We selected all sources in the moving groups with an age $\mathrm{log}t(\mathrm{Myr})\lt 7.5$. The resulting subset forms the basis of YSO_Cluster carton, introduced in V0 version of targeting, and split into YSO_Cluster_APOGEE and YSO_Cluster_BOSS in V0.5, containing 45,461 and 59,065 stars respectively.

Older populations, with $\mathrm{log}t(\mathrm{Myr})\gt 7.5$, are being considered by the survey as a part of an open fiber program, but only as targets of opportunity, with a single epoch obtained with either BOSS or APOGEE, and are not included among the core programs of the survey.

There have been several dedicated studies that focused on identifying PMS stars using an H-R diagram generated through Gaia photometry and astrometry. We incorporate the resulting catalogs from two such works.

Zari et al. (2018) have selected low-mass PMS stars using Gaia DR2 data within 500 pc that are found above (and therefore are younger than) the 20 Myr PARSEC isochrone (Marigo et al. 2017) and fainter than M_G > 4 mag. The photometry has been first extinction corrected, excluding sources with A_G < 0.92 mag, to avoid reddened field stars. Furthermore, additional cuts have been made to select stars with low parallax errors (σ_π /π < 20%), to limit the sample to disk stars (total tangential velocity $\sqrt{{v}_{l}^{2}+{v}_{b}^{2}}\lt 40$ km s⁻¹), and to produce a "clean" H-R diagram as suggested by (Lindegren et al. 2018, Appendix C).

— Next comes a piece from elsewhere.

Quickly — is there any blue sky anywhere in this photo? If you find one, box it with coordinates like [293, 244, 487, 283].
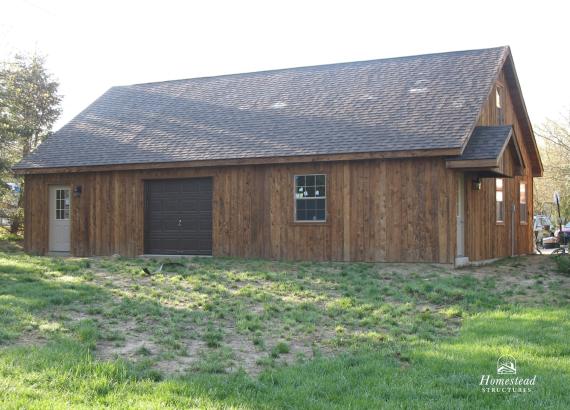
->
[1, 0, 568, 130]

This selection is effective for nearby populations, but at larger distances, the sample becomes strongly contaminated by field stars, both due to an imperfect match of real photometry to the isochrones, and due to imperfections in the extinction correction. An alternative approach was considered by McBride et al. (2021), using a neural network Sagitta. It was trained on Gaia and 2MASS photometry of stars in young populations from Kounkel et al. (2020) to autonomously identify low-mass PMS stars, automatically adjusting the color–magnitude threshold based on age and distance of a star. The constructed sample extended up to π > 0.2 mas. It consisted of the sources with a classification probability >70%, and it also had several data quality criteria, such as σ_π /π < 10% or σ_π < 0.1 mas, precision in Gaia photometry in all bands <10%, recommended cuts based on the photometric excess noise, as well as Gaia RUWE<1.4.

These two catalogs form the basis of YSO_PMS_APOGEE and YSO_PMS_BOSS cartons that were first introduced in V0.5 version of targeting, containing 76,332 and 73,213 stars respectively. Initially, both catalogs used Gaia DR2 data; in V1 the catalog from McBride et al. (2021) was upgraded to EDR3 version, which (due to magnitude limits) did not change substantially, except for minor improvements in sensitivity to more distant PMS stars.

Most of the YSO cartons (with exception of Cluster and CMZ) focus exclusively on low-mass YSOs, as they are most distinct from field stars. Intermediate and massive stars, on the other hand, reach the main sequence very quickly, and thus become difficult to differentiate.

However, as OB stars have short lifetimes, they would always be young. Thus, to fill the gap in targeting, we selected sources based on examining the placement of known OB stars from Maíz Apellániz et al. (2016):

• 1.  
  −0.2 < (G_BP − G_RP) < 1.1;
• 2.  
  M_G < 1.6(G_BP − G_RP) − 2.2;
• 3.  
  G < 18 mag, π > 0.3 mas.

In V0, this selection formed the basis of YSO_OB carton, which was split into YSO_OB_APOGEE and YSO_OB_BOSS, both containing 8670 stars. However, as all of the selected stars are very bright (typically G < 12 mag), they currently cannot be observed with BOSS without offsetting their positions, due to the saturation limit of the instrument.

In V0.5, these cartons were rendered obsolete, as all of the targets that are a part of YSO_OB are a perfect subset of OBA_CORE program within SDSS-V (Zari et al. 2021); thus, they do not require duplication of efforts from multiple programs.